Pagination, infinite scroll, and field extraction
Capturing a full board means iterating every page, not just the first. Classic boards page through a URL parameter — an offset like start=10 or a page=2 query — so you loop until a page returns no new listings. Modern boards use infinite scroll, where more results load as you scroll down; under the hood that is almost always a background XHR/fetch call to a JSON API, and replaying that request with the next offset or cursor is far cleaner than simulating scroll in a headless browser. (See how to scrape infinite-scroll pages for the network-tab approach.) For extraction, check for JSON-LD JobPosting markup first: Google-for-Jobs eligibility pushes many sites to embed a <script type="application/ld+json"> block with title, hiringOrganization, jobLocation, baseSalary (a MonetaryAmount with currency and a min/max QuantitativeValue), datePosted, validThrough, and jobLocationType set to TELECOMMUTE for remote roles. That structured block is more stable than CSS selectors that break on every redesign; treat DOM parsing or regex over embedded JS objects as the fallback when the markup is absent.
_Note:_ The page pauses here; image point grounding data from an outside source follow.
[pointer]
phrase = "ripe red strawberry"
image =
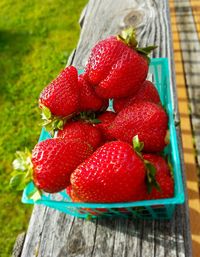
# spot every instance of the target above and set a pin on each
(145, 119)
(61, 97)
(112, 174)
(147, 92)
(86, 132)
(106, 119)
(51, 164)
(116, 67)
(89, 101)
(163, 177)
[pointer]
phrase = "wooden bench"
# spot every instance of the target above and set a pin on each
(55, 234)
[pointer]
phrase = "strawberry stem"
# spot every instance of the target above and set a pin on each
(51, 122)
(128, 37)
(22, 173)
(150, 168)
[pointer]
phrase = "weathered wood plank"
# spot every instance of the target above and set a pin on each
(51, 233)
(188, 43)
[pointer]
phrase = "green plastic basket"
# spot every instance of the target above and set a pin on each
(149, 209)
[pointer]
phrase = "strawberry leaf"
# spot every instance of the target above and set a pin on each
(46, 113)
(137, 145)
(60, 124)
(22, 173)
(128, 36)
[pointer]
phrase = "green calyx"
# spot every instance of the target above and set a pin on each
(22, 170)
(88, 116)
(128, 36)
(51, 122)
(150, 169)
(22, 173)
(150, 178)
(138, 146)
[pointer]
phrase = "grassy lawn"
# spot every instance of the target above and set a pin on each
(36, 38)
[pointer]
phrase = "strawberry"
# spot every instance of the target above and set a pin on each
(116, 66)
(145, 119)
(51, 163)
(105, 120)
(163, 177)
(84, 131)
(112, 174)
(60, 99)
(89, 101)
(147, 92)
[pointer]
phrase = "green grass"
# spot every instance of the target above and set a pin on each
(36, 38)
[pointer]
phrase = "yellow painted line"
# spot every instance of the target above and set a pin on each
(187, 139)
(196, 13)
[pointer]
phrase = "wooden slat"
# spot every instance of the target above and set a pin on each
(52, 233)
(180, 23)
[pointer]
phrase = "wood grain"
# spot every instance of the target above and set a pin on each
(55, 234)
(188, 43)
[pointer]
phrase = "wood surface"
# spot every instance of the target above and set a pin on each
(186, 45)
(55, 234)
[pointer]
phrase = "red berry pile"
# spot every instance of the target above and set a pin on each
(99, 155)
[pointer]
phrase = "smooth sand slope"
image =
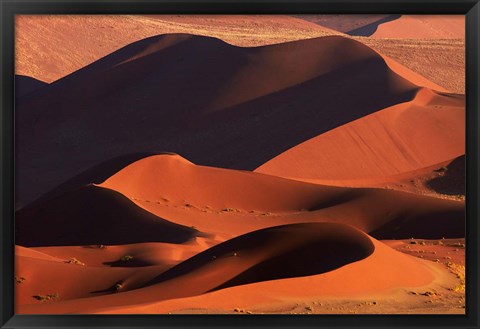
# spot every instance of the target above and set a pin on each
(235, 114)
(385, 144)
(423, 27)
(47, 47)
(394, 26)
(249, 246)
(274, 254)
(190, 195)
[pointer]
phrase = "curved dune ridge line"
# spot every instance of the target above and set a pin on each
(99, 35)
(399, 139)
(317, 243)
(171, 187)
(423, 27)
(354, 279)
(226, 92)
(92, 215)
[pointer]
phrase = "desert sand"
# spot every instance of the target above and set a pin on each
(236, 165)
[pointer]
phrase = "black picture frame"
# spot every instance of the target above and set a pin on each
(10, 8)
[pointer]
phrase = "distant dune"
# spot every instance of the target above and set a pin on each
(25, 85)
(246, 96)
(422, 27)
(394, 26)
(48, 46)
(180, 173)
(269, 253)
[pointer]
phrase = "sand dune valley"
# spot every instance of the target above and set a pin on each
(240, 164)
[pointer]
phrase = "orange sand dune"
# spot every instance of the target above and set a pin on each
(26, 85)
(173, 188)
(423, 27)
(144, 254)
(90, 216)
(394, 26)
(229, 105)
(407, 137)
(275, 253)
(52, 46)
(72, 281)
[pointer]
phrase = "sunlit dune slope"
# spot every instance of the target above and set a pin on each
(277, 254)
(49, 47)
(92, 215)
(199, 196)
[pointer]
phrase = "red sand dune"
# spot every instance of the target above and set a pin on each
(229, 114)
(191, 195)
(403, 138)
(253, 252)
(222, 238)
(423, 27)
(49, 47)
(394, 26)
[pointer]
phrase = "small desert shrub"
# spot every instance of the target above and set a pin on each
(46, 298)
(230, 210)
(126, 258)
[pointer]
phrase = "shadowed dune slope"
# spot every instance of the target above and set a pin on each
(275, 253)
(410, 136)
(158, 183)
(47, 46)
(93, 215)
(214, 103)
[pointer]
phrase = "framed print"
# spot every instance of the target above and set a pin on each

Deduplication, normalization, and DIY vs managed
The same job appears on five sites, so dedup is the part that actually makes the dataset usable. Use the source's native job ID when it exposes one; when it does not, synthesize a stable key by hashing normalized fields — lowercased title, canonical company name, and a coarse location (city or remote) — so the same posting collapses to one record across runs and across boards. Normalize before you hash: salary strings ("$120k-150k", "120,000 - 150,000 USD") become a numeric min/max plus a currency code, location free-text maps to a city/region/remote enum, and posted dates become ISO timestamps. On the build question, a DIY stack (requests or httpx plus Playwright for rendering, BeautifulSoup for parsing) gives you full control and is cheap at small scale, but you own proxy rotation, anti-bot handling, headless-browser upkeep, and retries. A managed web-data API like Scrappey folds proxies, JavaScript rendering, session management, and retries into a single call, which is usually the better trade once you are watching more than a handful of boards on a schedule. Whichever path you take, scrape only public listings and follow each site's Terms of Service and robots directives.